Türkiye, geçmiş yıllarda iktidar partileri ile Genelkurmaybaşkanları arasında söz düellosuna tanık oldu. Karşılıklı atışmalar yaşandı. Ancak böylesi ilk kez görülüyor. Muhalefetin iki büyük partisi CHP ve MHP ile asker karşı karşıya geldi.
Baykal ve Bahçeli söz birliği etmişçesine dün grup toplantılarında Büyükanıt Paşa'ya çok ağır sözlerle yüklendi. Tartışma kara harekatının sona erdiği gün başladı. Muhalefet ABD'nin telkinleri sonucu operasyonun erken bittiğini öne sürdü. Bu sadece muhalefet partilerinin görüşü değil, sokağa da egemen olan düşünceydi. Genelkurmay Başkanı Yaşar Büyükanıt soru işaretlerini ortadan kaldırmak için Ankara'da bir gurup gazeteciye açıklamalarda bulundu. 'Etki söz konusu değil, ispatlasınlar üniformamı çıkarayım' dedi. Büyükanıt, Baykal'ın eleştirilerini karşılıksız bırakmadı; "Siyasilerle polemiğe girmem ama görevi siz mi veriyorsunuz ki siz mi denetliyorsunuz ki 'içeride parça kaldı' diyorsunuz."
Genelkurmay Başkanı 'Polemiğe girmem' dedi ancak söylediklerinin, tartışma doğurmaması, cevabının verilmemesi mümkün değildi. Polemiğe neden olacağı aşikardı. Nitekim cevap da gecikmedi. Dün Büyükanıt'a ilk eleştiri MHP lideri Devlet Bahçeli'den geldi. İnandırıcılığını vurgulamak için 'Üniformamı çıkarırım' demesine rağmen söylediklerinin Bahçeli'yi hiç de tatmin etmediği görüldü. MHP lideri harekat süresince Genelkurmay Başkanlığı'nın internet sitesinden yayınlanan açıklamalara itiraz etti. Gerekçesi ise çok ağır; 'Bu açıklamalarda teröristleri uluslararası kamuoyunda gerilla sıfatına sokacak terimler kullanıldı. TSK açıklamasındaki bazı ifadeler PKK'ya itibar kazandırıyor. Muhabere ve lojistik tesisi gibi kavramların kullanılması teröristleri savaşan taraf gibi gösterdi.' Bahçeli lafı hiç dolandırmadan Genelkurmay'ı PKK'ya itibar kazandırmakla itham etti. MHP lideri pek haksız değil. Genelkurmay'ın açıklamalarında çok daha özenli dil kullanması gerekmez mi? Üslup, içerik kadar önemli. Benzer dağınıklık ve üslupsuzluk 27 Nisan bildirisinde de gözlenmişti.
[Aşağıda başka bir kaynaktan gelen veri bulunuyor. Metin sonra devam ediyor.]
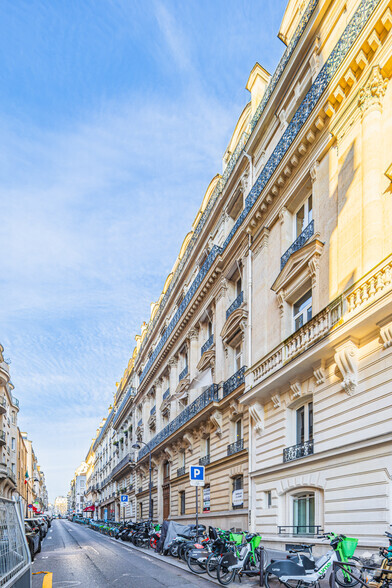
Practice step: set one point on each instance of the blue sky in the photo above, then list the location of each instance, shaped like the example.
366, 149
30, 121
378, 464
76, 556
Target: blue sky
114, 116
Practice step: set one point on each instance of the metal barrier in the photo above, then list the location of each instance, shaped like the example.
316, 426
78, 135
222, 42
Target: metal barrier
15, 561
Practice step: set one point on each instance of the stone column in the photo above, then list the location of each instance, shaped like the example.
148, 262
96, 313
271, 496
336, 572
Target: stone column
220, 319
173, 380
370, 102
194, 352
158, 401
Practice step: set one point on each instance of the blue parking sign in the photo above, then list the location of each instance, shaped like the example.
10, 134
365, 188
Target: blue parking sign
196, 475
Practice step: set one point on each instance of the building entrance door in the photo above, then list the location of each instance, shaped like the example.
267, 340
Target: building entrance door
166, 490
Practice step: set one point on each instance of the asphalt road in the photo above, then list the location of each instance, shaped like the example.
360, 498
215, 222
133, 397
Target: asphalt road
79, 556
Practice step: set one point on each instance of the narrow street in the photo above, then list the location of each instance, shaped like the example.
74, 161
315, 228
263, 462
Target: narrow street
79, 556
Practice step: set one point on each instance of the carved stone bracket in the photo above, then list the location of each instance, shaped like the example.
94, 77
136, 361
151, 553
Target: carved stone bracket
217, 422
295, 390
346, 358
386, 335
372, 93
256, 411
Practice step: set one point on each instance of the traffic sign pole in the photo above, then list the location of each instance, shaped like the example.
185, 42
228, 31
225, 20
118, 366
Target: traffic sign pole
197, 513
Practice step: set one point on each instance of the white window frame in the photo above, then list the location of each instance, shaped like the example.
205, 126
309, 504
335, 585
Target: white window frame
304, 312
308, 215
237, 356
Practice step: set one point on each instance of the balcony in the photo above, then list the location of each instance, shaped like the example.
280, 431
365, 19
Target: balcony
292, 530
236, 304
235, 447
298, 243
234, 381
207, 397
183, 374
209, 343
298, 451
205, 460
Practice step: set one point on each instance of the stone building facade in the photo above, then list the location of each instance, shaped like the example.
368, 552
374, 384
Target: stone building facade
267, 357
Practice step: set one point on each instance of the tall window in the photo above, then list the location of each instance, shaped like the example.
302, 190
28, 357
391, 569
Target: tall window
303, 513
302, 310
303, 216
182, 502
304, 423
237, 358
237, 498
238, 287
207, 446
238, 430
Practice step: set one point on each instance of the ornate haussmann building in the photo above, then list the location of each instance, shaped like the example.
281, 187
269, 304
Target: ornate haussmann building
268, 356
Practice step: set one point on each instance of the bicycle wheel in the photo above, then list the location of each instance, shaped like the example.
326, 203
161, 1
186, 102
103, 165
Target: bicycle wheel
196, 565
212, 565
349, 576
224, 575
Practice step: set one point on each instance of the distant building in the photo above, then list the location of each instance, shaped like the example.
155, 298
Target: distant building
60, 505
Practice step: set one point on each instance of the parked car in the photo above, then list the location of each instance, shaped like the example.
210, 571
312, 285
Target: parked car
36, 524
33, 539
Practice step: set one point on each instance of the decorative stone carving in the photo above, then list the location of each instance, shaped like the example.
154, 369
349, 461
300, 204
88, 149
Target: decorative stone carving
386, 335
347, 362
296, 390
372, 94
193, 333
256, 411
217, 422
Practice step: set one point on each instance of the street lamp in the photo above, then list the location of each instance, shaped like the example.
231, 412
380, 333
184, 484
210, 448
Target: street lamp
138, 446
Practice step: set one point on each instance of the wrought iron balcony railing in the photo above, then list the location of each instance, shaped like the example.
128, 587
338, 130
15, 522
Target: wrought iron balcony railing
236, 304
127, 459
298, 243
208, 396
235, 447
205, 460
300, 530
298, 451
207, 344
183, 373
234, 381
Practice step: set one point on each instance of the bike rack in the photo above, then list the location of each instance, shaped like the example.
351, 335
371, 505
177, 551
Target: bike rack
342, 564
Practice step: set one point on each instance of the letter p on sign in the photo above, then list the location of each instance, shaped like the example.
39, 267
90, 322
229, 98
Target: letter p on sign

MHP'nin ardından gözler CHP'ye çevrildi. Baykal'ın, Büyükanıt'ın sözlerini cevapsız bırakması düşünülemezdi. Doğrusu CHP liderinin bu kadar sert ve ağır konuşacağını ummuyordum. Sözlerinin dozu grup salonlarının alışık olduğu 'İktidar-muhalefet' atışmalarının çok ötesine geçti. Belli ki Baykal, Büyükanıt'ın kendisine yönelik sözlerine çok alınmıştı. Sık sık 'kimse kızmasın' diyerek başladığı cümleleri doğrudan Genelkurmay Başkanı'nı hedef aldı.
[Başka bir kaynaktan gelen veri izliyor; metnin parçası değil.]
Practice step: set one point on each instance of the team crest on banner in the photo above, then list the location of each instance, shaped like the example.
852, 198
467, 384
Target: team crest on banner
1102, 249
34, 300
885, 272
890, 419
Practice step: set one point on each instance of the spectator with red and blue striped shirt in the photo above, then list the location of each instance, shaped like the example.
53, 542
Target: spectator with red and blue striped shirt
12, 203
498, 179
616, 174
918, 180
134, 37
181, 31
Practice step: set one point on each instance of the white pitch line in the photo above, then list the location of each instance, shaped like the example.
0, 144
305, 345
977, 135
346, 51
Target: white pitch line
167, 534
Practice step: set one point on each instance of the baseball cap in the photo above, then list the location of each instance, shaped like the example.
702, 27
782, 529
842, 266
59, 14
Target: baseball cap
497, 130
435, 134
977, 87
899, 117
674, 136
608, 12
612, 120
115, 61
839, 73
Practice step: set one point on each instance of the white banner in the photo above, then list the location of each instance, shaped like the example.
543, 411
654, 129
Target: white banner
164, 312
CHP lideri 'kara harekatının neden aniden bittiği' sorusunun ortada olduğunu söyledi. 'Üniformamı çıkarırım' vurgusuna rağmen Büyükanıt'ın açıklamalarını ikna edici olmaktan uzak ve yetersiz buldu. Operasyonun başında ve sonunda ABD'nin etkisini uzun uzun anlattı. İspat isteyen Büyükanıt'a 'Bunlar çok açık' dedi. Baykal'ın konuşmasını dikkatle dinlerken o kadar ileri gitti ki bir an 'Haydi üniformanı çıkar' diyecek zannettim. Şu ifadeler de Genelkurmay Başkanı'nın dünkü sözlerine cevap niteliğinde; 'Ne hakla konuşuyorsun dersen. Anamuhalefet lideriyim ben. Milletin vekiliyim ben. O harekatı başlatan tezkerenin altında benim de imzam var.' Baykal'ın Büyükanıt'a cevap niteliği taşıyan sözleri grup konuşmasının büyük bölümüne damgasını vurdu. Sık sık milletvekillerinin hararetli alkışlarıyla kesildi. O kadar ki ayağa fırlayanlar oldu.
Gerek Bahçeli gerekse Baykal'ın sözleri görmezden gelinecek türden değil. Büyükanıt'ın bir cevabı olmalıydı. Nitekim ilerleyen saatlerde Genelkurmay Başkanlığı'ndan beklenen karşılık geldi. Açıklama Bahçeli ve Baykal'ın sözleri kadar ağır. 'Bu saldırılar Türk Silahlı Kuvvetleri'nin terörle mücadele azmine, hainlerden daha fazla zarar vermektedir' dendi.
CHP ve MHP geleneksel olarak askere yakın duran partiler diye bilinir. Şimdi roller değişti. Her iki parti Genelkurmay'a salvolar gönderirken iktidardaki AK Parti savunmak durumunda kaldı. Ankara'da Genelkurmay'la muhalefet arasında rüzgarlar çok sert esiyor.